Холден-Брайант взяла визитку.
– Я знаю, что вы обо мне думаете, – сказала она.
– Не имеет ни малейшего значения, что я о вас думаю. Гораздо важнее, что вы думаете о себе, – отрезала Пайн.
Холден-Брайант вытащила из коробки бумажную салфетку и высморкалась.
– Сейчас я ничего хорошего о себе не думаю, – призналась она.
– Отлично.
– С Джеком все будет в порядке?
– Да, складывается именно такое впечатление. На самом деле ему повезло, что он выжил. Как и мне.
– Вы действительно только сейчас узнали, что он – ваш отец?
– Да.
– Должно быть, испытали настоящее потрясение…
– Вся эта история – сплошное потрясение.
– Я надеюсь, вы найдете сестру.
Пайн ничего не ответила.
– Вы… расскажете Джеку о том, что я сделала? – спросила Холден-Брайант.
– Нет, если не будет необходимости.
– Я вам благодарна.
Этли снова не ответила. Она направилась к двери и через мгновение вышла.
Холден-Брайант посмотрела на Блюм, которая продолжала стоять рядом с кроватью.
– Полагаю, любовь всех нас делает глупцами, – сказала она.
– О, думаю, мы и сами прекрасно с этим справляемся, – ответила Кэрол и огляделась по сторонам. – Что ж, у вас хотя бы есть все… чтобы быть счастливой. Разве не так?
Она вышла из спальни и закрыла за собой дверь.
Глава 39
Пуллер только что закончил забег на шесть миль в Куантико вместе с парой длинноногих рекрутов – морских пехотинцев, которым не было и двадцати. Он вернулся в свою «новую» квартиру – старая стала местом преступления, принял душ и уже собрался одеться в гражданское, когда загудел его телефон.
Пришло сообщение от брата.
«Сегодня двести, АНК, помни «Мэне». Соль. Четыре планки и звезда».
Всякий, не знавший братьев или армию в целом, едва ли сумел бы расшифровать послание. Но для Пуллера это не составило труда – особого труда.
Джон проверил часы. У него осталось достаточно времени, чтобы сначала сделать одну остановку. Он открыл шкаф и достал синюю форму. Она предназначалась для сегодняшней вечерней встречи, хотя не была обязательной.

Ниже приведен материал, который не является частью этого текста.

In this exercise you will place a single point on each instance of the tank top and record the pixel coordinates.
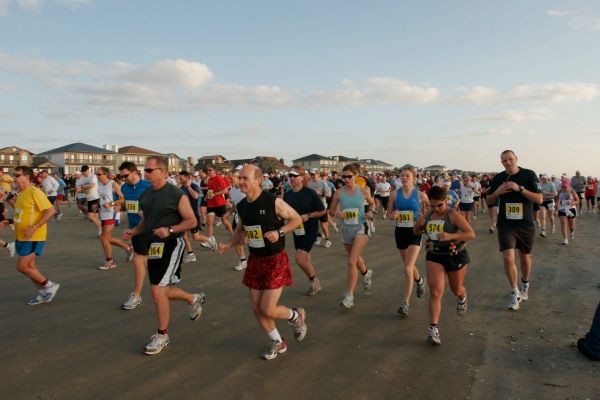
(257, 218)
(408, 208)
(106, 196)
(352, 206)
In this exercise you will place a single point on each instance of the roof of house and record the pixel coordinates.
(136, 150)
(78, 147)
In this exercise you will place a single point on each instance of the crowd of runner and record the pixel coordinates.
(165, 213)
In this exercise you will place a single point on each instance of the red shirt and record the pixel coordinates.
(217, 184)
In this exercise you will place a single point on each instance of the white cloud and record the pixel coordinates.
(31, 5)
(534, 114)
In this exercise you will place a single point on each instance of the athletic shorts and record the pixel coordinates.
(563, 213)
(93, 206)
(164, 264)
(466, 206)
(520, 239)
(268, 272)
(405, 237)
(24, 248)
(218, 211)
(305, 242)
(350, 232)
(548, 204)
(451, 263)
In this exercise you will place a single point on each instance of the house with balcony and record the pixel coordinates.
(13, 156)
(72, 157)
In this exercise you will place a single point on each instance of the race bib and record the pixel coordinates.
(299, 231)
(18, 214)
(434, 227)
(351, 216)
(405, 219)
(156, 250)
(132, 206)
(514, 210)
(254, 236)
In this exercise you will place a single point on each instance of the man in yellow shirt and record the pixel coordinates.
(32, 211)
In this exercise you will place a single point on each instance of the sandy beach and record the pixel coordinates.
(82, 346)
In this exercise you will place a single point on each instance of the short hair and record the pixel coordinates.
(437, 193)
(128, 165)
(25, 170)
(160, 161)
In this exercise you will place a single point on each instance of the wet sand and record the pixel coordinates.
(82, 346)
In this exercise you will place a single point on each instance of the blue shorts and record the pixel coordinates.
(26, 248)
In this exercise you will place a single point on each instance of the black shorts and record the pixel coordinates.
(519, 238)
(405, 237)
(450, 263)
(305, 242)
(218, 211)
(164, 266)
(93, 206)
(466, 206)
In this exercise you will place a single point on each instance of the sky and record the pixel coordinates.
(429, 82)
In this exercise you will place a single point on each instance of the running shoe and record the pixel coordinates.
(274, 349)
(10, 246)
(513, 302)
(299, 325)
(132, 302)
(403, 309)
(433, 335)
(367, 283)
(157, 343)
(108, 265)
(524, 290)
(314, 288)
(420, 287)
(241, 266)
(461, 306)
(318, 241)
(348, 300)
(129, 253)
(196, 306)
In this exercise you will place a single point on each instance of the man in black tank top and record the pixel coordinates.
(167, 215)
(264, 221)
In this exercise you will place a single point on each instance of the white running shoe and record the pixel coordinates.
(348, 300)
(196, 306)
(513, 302)
(433, 335)
(11, 248)
(132, 302)
(157, 343)
(241, 266)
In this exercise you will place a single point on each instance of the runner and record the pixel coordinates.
(32, 212)
(515, 190)
(167, 214)
(446, 232)
(348, 203)
(107, 188)
(133, 186)
(262, 223)
(309, 205)
(568, 202)
(405, 206)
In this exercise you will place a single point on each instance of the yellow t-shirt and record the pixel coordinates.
(30, 205)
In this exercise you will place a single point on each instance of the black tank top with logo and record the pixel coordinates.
(257, 218)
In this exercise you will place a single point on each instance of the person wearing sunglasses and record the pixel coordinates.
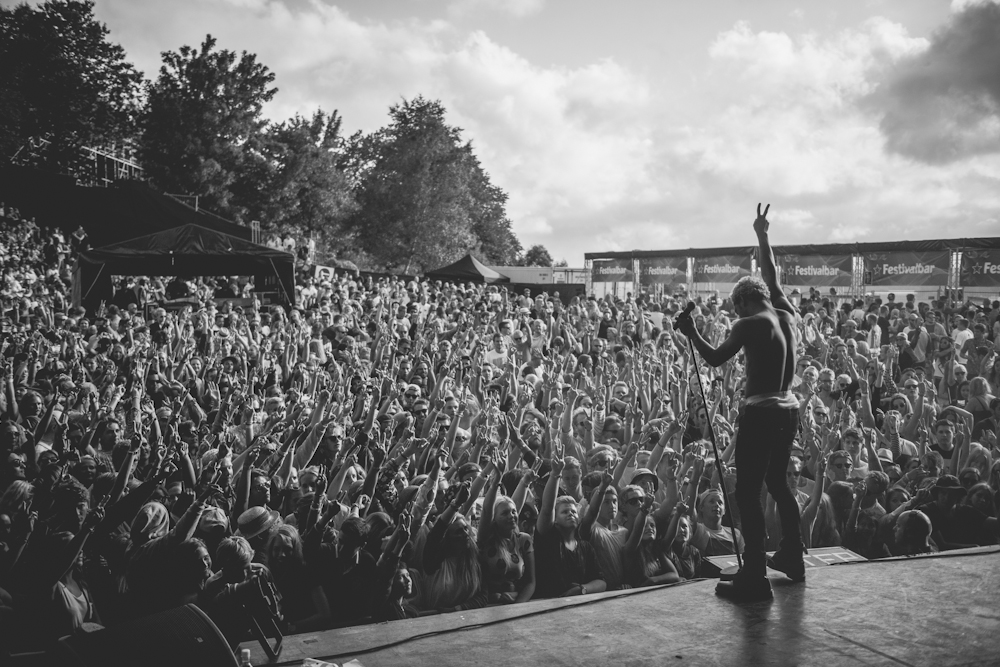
(840, 466)
(601, 528)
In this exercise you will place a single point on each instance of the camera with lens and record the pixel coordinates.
(260, 601)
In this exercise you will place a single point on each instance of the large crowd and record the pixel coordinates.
(386, 449)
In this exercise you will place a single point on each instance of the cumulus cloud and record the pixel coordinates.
(601, 156)
(557, 139)
(790, 124)
(516, 8)
(943, 104)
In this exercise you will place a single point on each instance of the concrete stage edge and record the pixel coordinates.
(938, 610)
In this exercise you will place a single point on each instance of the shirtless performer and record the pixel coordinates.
(769, 422)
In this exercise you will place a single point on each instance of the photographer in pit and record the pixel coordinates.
(239, 591)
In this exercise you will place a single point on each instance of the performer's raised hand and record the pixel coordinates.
(761, 224)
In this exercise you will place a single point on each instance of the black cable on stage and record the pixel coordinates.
(476, 626)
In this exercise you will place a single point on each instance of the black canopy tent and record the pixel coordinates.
(109, 215)
(189, 250)
(467, 269)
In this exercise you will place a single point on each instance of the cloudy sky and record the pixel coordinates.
(655, 123)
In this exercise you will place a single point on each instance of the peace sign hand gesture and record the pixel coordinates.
(760, 225)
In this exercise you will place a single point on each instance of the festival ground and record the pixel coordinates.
(946, 614)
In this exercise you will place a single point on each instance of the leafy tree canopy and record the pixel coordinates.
(63, 82)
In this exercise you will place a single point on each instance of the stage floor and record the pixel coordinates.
(942, 610)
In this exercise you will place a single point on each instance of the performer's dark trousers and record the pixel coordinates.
(763, 447)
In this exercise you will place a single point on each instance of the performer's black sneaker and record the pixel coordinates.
(793, 567)
(742, 590)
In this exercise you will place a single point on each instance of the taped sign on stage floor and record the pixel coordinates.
(815, 558)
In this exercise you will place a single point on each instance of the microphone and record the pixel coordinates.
(685, 314)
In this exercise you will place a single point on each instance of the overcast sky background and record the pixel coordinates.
(655, 123)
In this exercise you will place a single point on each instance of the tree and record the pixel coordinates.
(202, 129)
(64, 82)
(498, 245)
(423, 198)
(303, 186)
(536, 255)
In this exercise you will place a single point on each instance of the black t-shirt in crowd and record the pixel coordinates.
(559, 568)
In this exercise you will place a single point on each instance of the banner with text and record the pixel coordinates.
(612, 271)
(671, 271)
(722, 269)
(817, 270)
(908, 268)
(980, 268)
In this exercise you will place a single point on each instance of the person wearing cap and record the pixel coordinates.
(256, 526)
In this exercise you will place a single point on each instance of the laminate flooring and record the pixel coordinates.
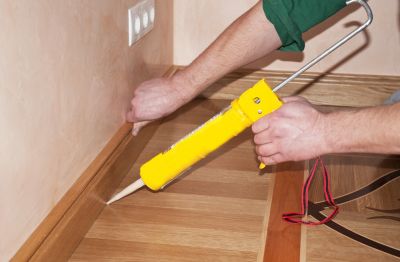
(225, 209)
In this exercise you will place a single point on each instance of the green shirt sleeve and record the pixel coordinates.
(291, 18)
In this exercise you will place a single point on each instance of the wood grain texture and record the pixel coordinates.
(61, 231)
(330, 89)
(215, 212)
(284, 239)
(67, 75)
(374, 215)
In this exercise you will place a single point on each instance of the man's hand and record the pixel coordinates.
(155, 99)
(292, 133)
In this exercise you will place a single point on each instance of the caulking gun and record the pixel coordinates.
(253, 104)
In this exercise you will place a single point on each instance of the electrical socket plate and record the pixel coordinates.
(141, 19)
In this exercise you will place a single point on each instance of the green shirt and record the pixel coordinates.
(291, 18)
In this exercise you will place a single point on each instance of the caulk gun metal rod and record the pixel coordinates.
(334, 47)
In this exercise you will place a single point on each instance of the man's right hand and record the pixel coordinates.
(154, 99)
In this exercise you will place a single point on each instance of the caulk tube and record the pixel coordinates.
(253, 104)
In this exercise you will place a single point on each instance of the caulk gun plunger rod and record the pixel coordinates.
(128, 190)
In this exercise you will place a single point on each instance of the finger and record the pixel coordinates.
(130, 116)
(267, 150)
(289, 99)
(273, 160)
(137, 126)
(264, 137)
(260, 125)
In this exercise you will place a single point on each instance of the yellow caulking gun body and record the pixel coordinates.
(253, 104)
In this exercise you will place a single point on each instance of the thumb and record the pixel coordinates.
(289, 99)
(138, 126)
(130, 116)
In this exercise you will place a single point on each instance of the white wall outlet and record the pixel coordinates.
(141, 19)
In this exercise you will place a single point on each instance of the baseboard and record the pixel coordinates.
(348, 90)
(60, 232)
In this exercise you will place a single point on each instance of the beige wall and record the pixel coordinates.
(66, 77)
(197, 23)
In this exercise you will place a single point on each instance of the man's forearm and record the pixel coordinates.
(370, 130)
(250, 37)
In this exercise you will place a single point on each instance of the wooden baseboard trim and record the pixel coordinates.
(348, 90)
(60, 232)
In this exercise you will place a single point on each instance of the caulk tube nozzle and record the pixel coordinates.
(128, 190)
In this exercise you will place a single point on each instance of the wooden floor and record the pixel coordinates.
(221, 210)
(215, 213)
(367, 189)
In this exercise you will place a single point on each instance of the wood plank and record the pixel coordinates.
(283, 239)
(93, 249)
(61, 231)
(217, 209)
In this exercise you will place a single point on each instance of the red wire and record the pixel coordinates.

Довольно долго армия ограничивалась зеленым и белым цветами. Но теперь стала использовать синий – цвет двух величайших побед на своей территории. Синие мундиры против красных английских в Войне за независимость. Синие северяне против серых южан во время Гражданской войны.
Джон проверил орденские планки, дабы убедиться, что они выстроены в надлежащем порядке – военные не допускают ни малейших ошибок, – взял форменную фуражку и ушел, предварительно выслушав одобрительное мурлыканье Самоволки.
Он подъехал на внедорожнике к госпиталю для ветеранов, и его отвели в отделение, где находились те, кто утратили память. По пути Пуллер встретил множество отдававших ему честь солдат, которые сидели в креслах, лежали на носилках или передвигались на костылях и в ходунках. Все они достойно и с честью служили своей стране, а теперь оказались здесь, в последнем месте дислокации в своей карьере: в доме престарелых, предоставленном им Дядей Сэмом.
Здесь эскорт оставил его одного, и Джон постучал в дверь. Немного подождав, вошел.
Палата была небольшой, и вещей оказалось совсем немного; главной являлась кровать, на которой лежал старик. Джон Пуллер-старший.
Прежде отец, увидев Пуллера, рявкал: «Старпом, что вы здесь делаете?» Джон не являлся его старшим помощником, но всегда подыгрывал отцу, потому что врачи говорили, что для старика так лучше.
Но то было раньше.
Теперь же все кардинально изменилось.
Отец лежал в постели, свернувшись калачиком. Прежде его рост составлял шесть футов и три дюйма, но болезнь и возраст отняли у него несколько дюймов. Он почти полностью облысел, если не считать нескольких пучков волос цвета облаков. На нем была не повседневная военная форма и не синий мундир, а больничные штаны и белая футболка, из выреза которой торчали белые завитки волос.
Джон обошел кровать, чтобы оказаться напротив отца. Он стоял перед ним по стойке смирно и смотрел на человека, который участвовал в том, что он появился на свет, снабдил половиной ДНК и другими вещами, хорошими и не очень.
– Докладываю, сэр, – сказал Пуллер немного нерешительно.
Он не рассчитывал на ответ. Во время пяти последних визитов отец даже ни разу не проснулся.